Once the Crown has established each of these matters to your satisfaction, beyond reasonable doubt, the onus passes to the accused, to show that [he/she] had a lawful excuse for possession of the implement in question at that time. It is important to note that the onus of proof resting on the accused to show that [he/she] had such a lawful excuse is not the more strict and onerous standard of beyond reasonable doubt imposed on the Crown, but the lesser standard of showing that more probably than not [he/she] had the implement in [his/her] possession for the purpose [he/she] claims … [identify the purpose].

Of course, if the Crown has not established one or other or both of the matters which the Crown must prove, then the question of whether the accused had a lawful excuse does not arise, because these are matters necessary for the Crown to establish if it is to prove its case. If it does not establish these matters, you would be bound to return a verdict of “not guilty” on this basis alone.

Of the matters which the Crown must prove, the first is as to possession. In order to establish that the accused had possession of the implement in question at the relevant time, the Crown must show that [he/she] knowingly had custody and control of the implement with the intention of exercising that custody and control to the exclusion of any other person … [If there is an issue of joint possession: who was not acting in concert with the accused] [he/she] must have that property either under [his/her] immediate physical custody and control … [If there is an issue of joint possession: or in a place to which [he/she/any person acting in concert] may go] without physical bar in order to obtain and assert that immediate physical custody and control of it.

As to the second of these two matters, namely, whether the Crown has satisfied you beyond reasonable doubt that the implement in question is indeed a [house breaking/safe breaking/conveyance breaking] implement, it will be such an implement in law if it is capable in fact of being used as a [house breaking/safe breaking/conveyance breaking] implement because it is commonly, although not exclusively, used as such … [and/or because of the particular circumstances in which it was in the accused’s possession in this case].

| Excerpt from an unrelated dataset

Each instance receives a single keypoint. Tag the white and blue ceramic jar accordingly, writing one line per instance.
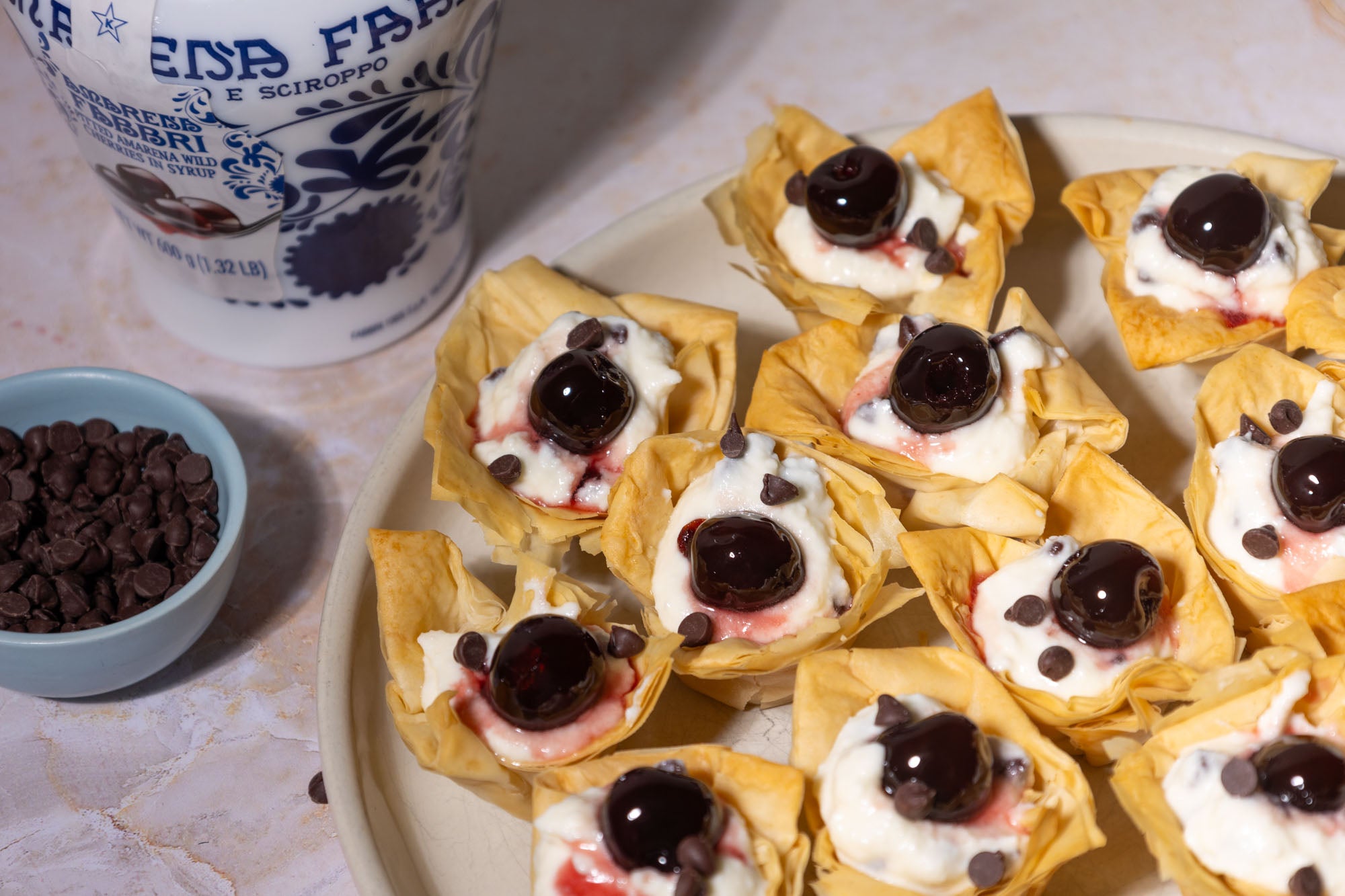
(291, 174)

… [Deal with the relevant circumstances including the nature of the implement; when and where it was found; whether it was concealed etc; and with any other evidence relied upon by the Crown, and also any evidence relied upon by the accused on this issue, which may include the evidence that the accused relies upon in support of the issue of lawful excuse. Deal also with the opposing submissions].

It is not necessary for the Crown to show that the accused had the intention of using the implement for the purpose of any specific [house breaking/safe breaking/conveyance breaking] or generally for such a purpose. [Nevertheless, evidence relating to the intention or purpose for which the accused had the implement in [his/her] possession in the circumstances alleged by the Crown will be a factor which you may take into consideration in determining whether or not the Crown has established that the implement is of the nature alleged by the Crown].

Assuming that the Crown has established beyond reasonable doubt both of the essential matters which it must prove, then, and only then, does the onus shift to the accused to establish, on the balance of probabilities, that it is more likely than not that [he/she] had a lawful excuse for having this implement in [his/her] possession at that time and in those circumstances.

[The accused] claims … [set out the evidence of or relied on by the accused as amounting to a lawful excuse]. I direct you as a matter of law that if you come to the conclusion that what the accused claims is probably so, then [he/she] has made out [his/her] case and you will be bound to enter a verdict of “not guilty”.

If, on the other hand, you are not satisfied that what [he/she] claims is probably so, having already come to the conclusion beyond reasonable doubt that the Crown has established both matters which it must establish, it would be open to you, and you should, convict the accused.